5
Question without Answer

“So you did it,” Kate said to him. “She’s gone.”

“Yes, I did it.”

“I could feel it in the house the minute I woke up.”

“I felt it was right. She left early to spare you pain.”

Still in her satin robe, she sat down on the stairs, awkwardly, not her usual self, knees spread out peasant-fashion. She leaned her cheek into the wood. When he angled to glimpse her face, he saw it as weary, and for the first time, old. “Recovery by lunchtime,” he recalled his jaunty prediction to Stella, but it did not seem possible now.
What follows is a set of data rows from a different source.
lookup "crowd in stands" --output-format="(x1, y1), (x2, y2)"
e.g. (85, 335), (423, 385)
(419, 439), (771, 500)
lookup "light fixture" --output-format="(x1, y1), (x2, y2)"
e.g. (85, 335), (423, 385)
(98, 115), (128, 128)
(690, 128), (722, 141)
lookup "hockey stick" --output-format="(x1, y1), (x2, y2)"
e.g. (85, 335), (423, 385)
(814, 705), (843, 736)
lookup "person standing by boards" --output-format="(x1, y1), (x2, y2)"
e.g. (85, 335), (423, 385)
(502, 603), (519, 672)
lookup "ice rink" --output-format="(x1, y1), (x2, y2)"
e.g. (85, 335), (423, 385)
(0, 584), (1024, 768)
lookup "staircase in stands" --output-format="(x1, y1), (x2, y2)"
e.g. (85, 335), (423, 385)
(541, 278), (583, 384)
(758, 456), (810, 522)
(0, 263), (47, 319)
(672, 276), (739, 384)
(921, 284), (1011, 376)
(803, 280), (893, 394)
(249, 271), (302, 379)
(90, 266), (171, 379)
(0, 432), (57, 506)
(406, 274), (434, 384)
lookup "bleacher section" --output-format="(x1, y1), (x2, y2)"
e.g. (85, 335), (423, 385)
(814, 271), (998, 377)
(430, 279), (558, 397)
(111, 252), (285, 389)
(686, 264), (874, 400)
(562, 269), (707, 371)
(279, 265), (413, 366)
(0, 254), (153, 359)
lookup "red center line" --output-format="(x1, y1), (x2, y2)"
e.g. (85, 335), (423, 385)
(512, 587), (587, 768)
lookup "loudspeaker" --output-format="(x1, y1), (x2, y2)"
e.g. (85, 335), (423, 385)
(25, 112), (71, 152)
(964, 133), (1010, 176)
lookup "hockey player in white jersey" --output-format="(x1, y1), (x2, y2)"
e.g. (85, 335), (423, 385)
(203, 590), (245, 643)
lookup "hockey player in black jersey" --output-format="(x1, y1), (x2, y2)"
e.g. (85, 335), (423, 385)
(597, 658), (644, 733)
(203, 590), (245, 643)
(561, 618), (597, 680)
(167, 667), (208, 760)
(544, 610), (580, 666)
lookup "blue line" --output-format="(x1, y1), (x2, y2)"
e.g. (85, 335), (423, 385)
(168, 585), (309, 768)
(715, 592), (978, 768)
“And the boy?” She had to ask twice.

“The husband, you mean. You mean Jeff. Well, he took his choice, I’m told. War or prison. He chose war.”

“Vietnam.”

“It’s the only one I know of.”

Her voice when it came was strained and altered. “You as good as killed him.” She buried her face entirely, sideways into her arm. She kept speaking, leaning her cheek into the banister, lips moving against the wood, so that he could barely make out words: “I never meant this … never meant it. I swear I—” She was not speaking to him: he knew that.

He would call the psychiatrist. He feared a heavy sea ahead. The psychiatrist had mentioned lithium, more than once.

In his upstairs office, surrounded by books his father had ranked on the shelves but seldom touched, he leaned back in his swivel chair and thought over words for so long that at last he whispered them, as though he spoke to someone. To whom? Stella, perhaps. Or even Jefferson Blaise.

Does every personality with a division in it have a missing center which has been given—or given up—to make life possible for someone else? Can wires once cut be rejoined?

He saw on the desk before him a leather-bound diary which, though beautiful, had never been written in. He should start keeping it, to note his progress with his wife. He opened it to the present day, and wrote.

I think she may feel that I took her authority away.

I wonder if she will leave.

He added, after some debate, one final line:

I miss the little girl.

Laying aside the pen, he closed the diary.

His next job was to get rid of Jane.